Harvey Weinstein Pays $7 Million for WWII Script About Gay Code Breaker

Harvey Weinstein Pays $7 Million for WWII Script About Gay Code Breaker

The Weinstein Company has agreed to pay a whopping $7 million for a script about the genius mathematician who led the secret British team that broke the Nazi’s Enigma Code, helping the Allies win World War II. The script is titled The Imitation Game

The amazing payout makes it one of the most expensive scripts ever bought and is the highest amount ever paid for a script at the European Film Market.

The script follows the life of Alan Turing, a mathematician, logician, cryptanalyst, and computer scientist, who was known most as the Brit who headed the Government Code and Cypher School (GC&CS) at Bletchley Park, the department that broke the Nazis’ secret war codes.
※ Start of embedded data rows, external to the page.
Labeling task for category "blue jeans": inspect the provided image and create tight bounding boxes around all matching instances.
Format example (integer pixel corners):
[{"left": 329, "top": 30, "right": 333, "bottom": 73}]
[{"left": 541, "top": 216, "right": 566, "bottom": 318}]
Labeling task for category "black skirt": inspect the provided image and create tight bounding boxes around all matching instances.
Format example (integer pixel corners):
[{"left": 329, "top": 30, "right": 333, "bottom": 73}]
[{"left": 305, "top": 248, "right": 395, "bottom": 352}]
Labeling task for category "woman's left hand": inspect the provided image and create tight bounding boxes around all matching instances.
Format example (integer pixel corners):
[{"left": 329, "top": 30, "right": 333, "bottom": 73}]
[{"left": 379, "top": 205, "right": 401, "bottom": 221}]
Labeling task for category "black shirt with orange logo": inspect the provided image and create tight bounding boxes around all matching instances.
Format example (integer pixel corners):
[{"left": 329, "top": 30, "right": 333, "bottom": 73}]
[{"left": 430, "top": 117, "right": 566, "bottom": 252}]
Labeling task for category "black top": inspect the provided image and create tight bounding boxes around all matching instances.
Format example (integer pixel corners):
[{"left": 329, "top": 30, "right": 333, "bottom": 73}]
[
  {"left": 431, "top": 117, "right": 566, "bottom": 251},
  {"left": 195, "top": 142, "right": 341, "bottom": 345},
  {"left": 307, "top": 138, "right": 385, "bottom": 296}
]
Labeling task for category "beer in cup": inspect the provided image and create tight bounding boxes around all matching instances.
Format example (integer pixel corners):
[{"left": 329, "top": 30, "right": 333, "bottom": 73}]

He also was influential in creating the concept of the algorithm and theoretical computer science.

But despite his great service to his country and the world, for that matter, in 1952 Turing was prosecuted for the crime of homosexuality, accepted chemical castration as a punishment, and two years later committed suicide by cyanide.

The film is set to star Benedict Cumberbatch as Turing. Keira Knightly will also star.

Last year, Weinstein also paid out $7 million at the Toronto Film Festival for the U.S. rights to Can A Song Save Your Life?, also starring Knightly.

Big money paid for a spec script is not always a guarantee that a film will be a hit. Some of the highest script payouts in Hollywood history resulted in total flops. In 2006, for instance, $3 million  was paid out for the Steve Martin remake of The Pink Panther, a box office and critical bomb. In 2004, $4 million was paid for the script that led to the flop Eurotrip, a film that lost $7 million. And as far back as 1996, the script for The Long Kiss Goodnight, starring Geena Davis as an amnesiac CIA assassin, was awarded $4 million. That film that lost $32 million at the box office.